Entender a totalidade dessa proposição implica, inevitavelmente, saber de que modo a mente movimenta as moléculas do corpo. Como nossos pensamentos e emoções podem nos levar à doença ou à cura? Como essa “consciência imaterial” influencia os processos biológicos? Existe uma infinidade de alterações mínimas da química celular, da temperatura do corpo, da carga elétrica, da pressão sanguínea e de outras reações que não são percebidas pelas pessoas.

“Vejo o cérebro como um computador que deixará de funcionar quando seus componentes falharem. Não existe paraíso ou vida além da morte para computadores quebrados; isso é um conto de fadas para pessoas com medo da escuridão (…). Durante milhões de anos, a humanidade viveu exatamente como os animais. Então aconteceu alguma coisa que desencadeou o poder da nossa imaginação. Nós aprendemos a falar e aprendemos a ouvir (…) Toda a história da Ciência tem sido a percepção gradual de que eventos não acontecem de uma maneira arbitrária, mas que refletem uma ordem básica, que pode ou não ser divinamente inspirada (…) Considerando o que os buracos negros sugerem, Deus não apenas joga dados, ele às vezes nos confunde jogando-os onde ninguém consegue ver” (Stephen Hawking).

A energia dos pensamentos atua sobre a massa cinzenta do cérebro, realizando modificações químicas e, dependendo do tipo de pensamento emitido, teremos essa ou aquela substância química cerebral ativada.

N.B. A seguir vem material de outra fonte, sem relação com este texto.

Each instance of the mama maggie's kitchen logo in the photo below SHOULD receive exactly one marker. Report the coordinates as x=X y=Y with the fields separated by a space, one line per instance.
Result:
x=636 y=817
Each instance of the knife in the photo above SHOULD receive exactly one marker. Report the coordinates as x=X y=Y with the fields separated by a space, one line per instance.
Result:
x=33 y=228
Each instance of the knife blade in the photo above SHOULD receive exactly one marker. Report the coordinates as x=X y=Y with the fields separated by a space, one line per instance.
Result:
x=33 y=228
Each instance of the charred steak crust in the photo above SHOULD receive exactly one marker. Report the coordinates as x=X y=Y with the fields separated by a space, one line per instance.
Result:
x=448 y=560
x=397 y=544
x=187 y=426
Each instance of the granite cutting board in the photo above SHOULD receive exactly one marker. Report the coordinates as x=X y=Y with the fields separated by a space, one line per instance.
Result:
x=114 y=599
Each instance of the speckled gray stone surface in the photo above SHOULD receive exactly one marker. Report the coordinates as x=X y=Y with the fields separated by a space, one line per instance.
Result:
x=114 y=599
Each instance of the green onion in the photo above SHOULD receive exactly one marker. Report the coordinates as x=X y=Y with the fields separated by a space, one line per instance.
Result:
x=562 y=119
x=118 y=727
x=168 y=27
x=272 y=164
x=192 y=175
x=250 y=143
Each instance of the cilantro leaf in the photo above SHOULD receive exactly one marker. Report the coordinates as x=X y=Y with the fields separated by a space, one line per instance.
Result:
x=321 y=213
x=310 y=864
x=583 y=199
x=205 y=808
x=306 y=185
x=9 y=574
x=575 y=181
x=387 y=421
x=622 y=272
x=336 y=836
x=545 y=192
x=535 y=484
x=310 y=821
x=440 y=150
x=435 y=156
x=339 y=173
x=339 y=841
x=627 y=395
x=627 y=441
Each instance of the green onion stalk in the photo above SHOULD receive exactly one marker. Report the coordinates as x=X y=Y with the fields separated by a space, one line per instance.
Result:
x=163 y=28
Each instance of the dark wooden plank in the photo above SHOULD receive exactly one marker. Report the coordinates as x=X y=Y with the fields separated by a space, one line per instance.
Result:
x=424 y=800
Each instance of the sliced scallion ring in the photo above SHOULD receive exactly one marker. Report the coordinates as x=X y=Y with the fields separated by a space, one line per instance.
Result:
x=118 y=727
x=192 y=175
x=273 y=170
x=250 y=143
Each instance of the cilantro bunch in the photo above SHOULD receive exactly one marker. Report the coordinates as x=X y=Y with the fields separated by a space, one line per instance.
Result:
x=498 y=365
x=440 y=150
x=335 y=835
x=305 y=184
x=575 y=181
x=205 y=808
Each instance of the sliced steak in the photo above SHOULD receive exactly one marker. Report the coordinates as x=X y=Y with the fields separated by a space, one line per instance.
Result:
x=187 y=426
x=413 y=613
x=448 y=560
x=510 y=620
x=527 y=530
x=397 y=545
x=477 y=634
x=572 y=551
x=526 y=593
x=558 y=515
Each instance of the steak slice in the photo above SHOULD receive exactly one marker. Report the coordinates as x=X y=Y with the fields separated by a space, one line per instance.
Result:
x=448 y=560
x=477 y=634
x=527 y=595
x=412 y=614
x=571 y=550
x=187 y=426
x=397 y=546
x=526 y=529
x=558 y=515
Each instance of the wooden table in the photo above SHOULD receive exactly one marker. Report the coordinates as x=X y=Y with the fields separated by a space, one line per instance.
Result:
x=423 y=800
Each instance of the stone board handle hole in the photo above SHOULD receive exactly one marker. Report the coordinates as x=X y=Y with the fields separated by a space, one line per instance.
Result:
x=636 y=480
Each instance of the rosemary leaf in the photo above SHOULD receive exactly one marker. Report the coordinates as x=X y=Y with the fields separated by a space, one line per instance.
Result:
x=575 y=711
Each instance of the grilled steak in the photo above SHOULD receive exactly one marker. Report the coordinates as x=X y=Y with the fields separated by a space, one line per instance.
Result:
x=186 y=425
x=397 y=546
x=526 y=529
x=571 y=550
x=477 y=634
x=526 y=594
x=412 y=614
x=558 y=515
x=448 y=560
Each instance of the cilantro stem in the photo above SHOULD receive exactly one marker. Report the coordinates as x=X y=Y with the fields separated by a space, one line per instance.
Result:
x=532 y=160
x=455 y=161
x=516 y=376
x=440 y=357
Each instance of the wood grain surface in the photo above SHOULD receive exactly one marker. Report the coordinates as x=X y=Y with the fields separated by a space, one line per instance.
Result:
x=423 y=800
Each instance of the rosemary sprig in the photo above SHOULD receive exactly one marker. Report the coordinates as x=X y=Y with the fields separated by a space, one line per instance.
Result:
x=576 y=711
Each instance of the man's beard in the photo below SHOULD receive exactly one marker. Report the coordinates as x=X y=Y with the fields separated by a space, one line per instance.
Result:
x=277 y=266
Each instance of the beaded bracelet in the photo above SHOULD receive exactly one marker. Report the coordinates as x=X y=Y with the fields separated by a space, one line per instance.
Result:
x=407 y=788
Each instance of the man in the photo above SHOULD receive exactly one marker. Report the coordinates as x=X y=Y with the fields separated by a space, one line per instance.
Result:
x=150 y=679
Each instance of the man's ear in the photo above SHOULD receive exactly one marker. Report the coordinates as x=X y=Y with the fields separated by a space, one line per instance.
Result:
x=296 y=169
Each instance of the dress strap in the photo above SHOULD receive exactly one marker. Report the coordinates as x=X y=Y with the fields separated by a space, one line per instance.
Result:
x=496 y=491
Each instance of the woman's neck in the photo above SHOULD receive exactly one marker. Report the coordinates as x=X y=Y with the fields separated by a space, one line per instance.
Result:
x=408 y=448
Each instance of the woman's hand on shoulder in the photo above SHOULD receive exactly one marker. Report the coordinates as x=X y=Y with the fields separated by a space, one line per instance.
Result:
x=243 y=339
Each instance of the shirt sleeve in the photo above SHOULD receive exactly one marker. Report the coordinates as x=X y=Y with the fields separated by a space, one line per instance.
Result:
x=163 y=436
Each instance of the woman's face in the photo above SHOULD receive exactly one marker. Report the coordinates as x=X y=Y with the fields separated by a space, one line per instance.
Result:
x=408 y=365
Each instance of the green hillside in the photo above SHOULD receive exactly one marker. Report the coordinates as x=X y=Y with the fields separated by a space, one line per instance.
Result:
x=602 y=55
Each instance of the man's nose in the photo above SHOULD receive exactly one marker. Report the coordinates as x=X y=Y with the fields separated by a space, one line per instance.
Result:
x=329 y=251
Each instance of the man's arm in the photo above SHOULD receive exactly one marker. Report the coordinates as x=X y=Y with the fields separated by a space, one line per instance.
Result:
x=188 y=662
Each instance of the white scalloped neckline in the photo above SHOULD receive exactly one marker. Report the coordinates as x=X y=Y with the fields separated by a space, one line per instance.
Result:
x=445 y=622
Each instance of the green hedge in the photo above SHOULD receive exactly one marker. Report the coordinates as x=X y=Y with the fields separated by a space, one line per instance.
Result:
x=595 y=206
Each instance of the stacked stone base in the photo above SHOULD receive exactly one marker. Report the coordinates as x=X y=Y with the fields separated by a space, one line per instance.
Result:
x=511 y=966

Se o pensamento contiver emoções como o medo, por exemplo, o cérebro aceitará essas mensagens sob a forma de ordens expressas da mente, e as suprarrenais verterão uma grande quantidade de adrenalina na corrente sanguínea. Verifica-se então que toda e qualquer atitude mental, negativa ou positiva, produzirá “ordens mentais” no cérebro, e este obedecerá, liberando substâncias que irão enfraquecer ou fortalecer os sistemas de defesa do organismo.

Existiria uma conexão entre corpo, mente, emoção e sistema imunológico? Até quatrocentos anos atrás as doutrinas ou teorias que admitissem a existência de dois princípios necessários, porém opostos (corpo-alma) eram uma incógnita, entrementes os males aparecem apenas como fonte dos descuidos no campo físico e não têm nenhuma ligação com a consciência. Quem ajuizava que a moléstia tivesse ascendências psicológicas, sociais ou mentais obtinha, no máximo, expressões irônicas por parte dos profissionais da saúde conservadora. Edward Bach, o ilustre doutor dos florais, trabalhou incansavelmente durante o período da Primeira Guerra Mundial, ficando responsável diretamente por centenas de leitos com soldados feridos em certo hospital universitário. Nessa ocasião, já olhava atentamente como os enfermos resistiam perante as doenças e como essa resistência se transcorria no percurso das internações hospitalares. Bach era um raro profissional da medicina que tinha prazer de escutar o que os pacientes tinham a lhe falar. Descobria, assim, o verdadeiro motivo dos seus males e tinha a percepção de que os meros desaparecimentos dos sintomas físicos não eram o suficiente, e que a densidade corpórea era um espelho a revelar o que se propagava na mente e no espírito. Desse modo, compreendemos que o sujeito-paciente é um único objeto, em referência ao corpo, mente e emoção. Entendemos, ainda, que a doença não é tangível em sua naturalidade e que, nada obstante, é benéfica, contribuindo para o nosso próprio bem-estar, conduzindo-nos a refletir sobre nossos próprios maus hábitos e imperfeições, sugerindo-nos oportunidade de conscientização e determinação na supressão das nossas falhas, incentivando, assim, o crescimento na busca contínua da perfeição.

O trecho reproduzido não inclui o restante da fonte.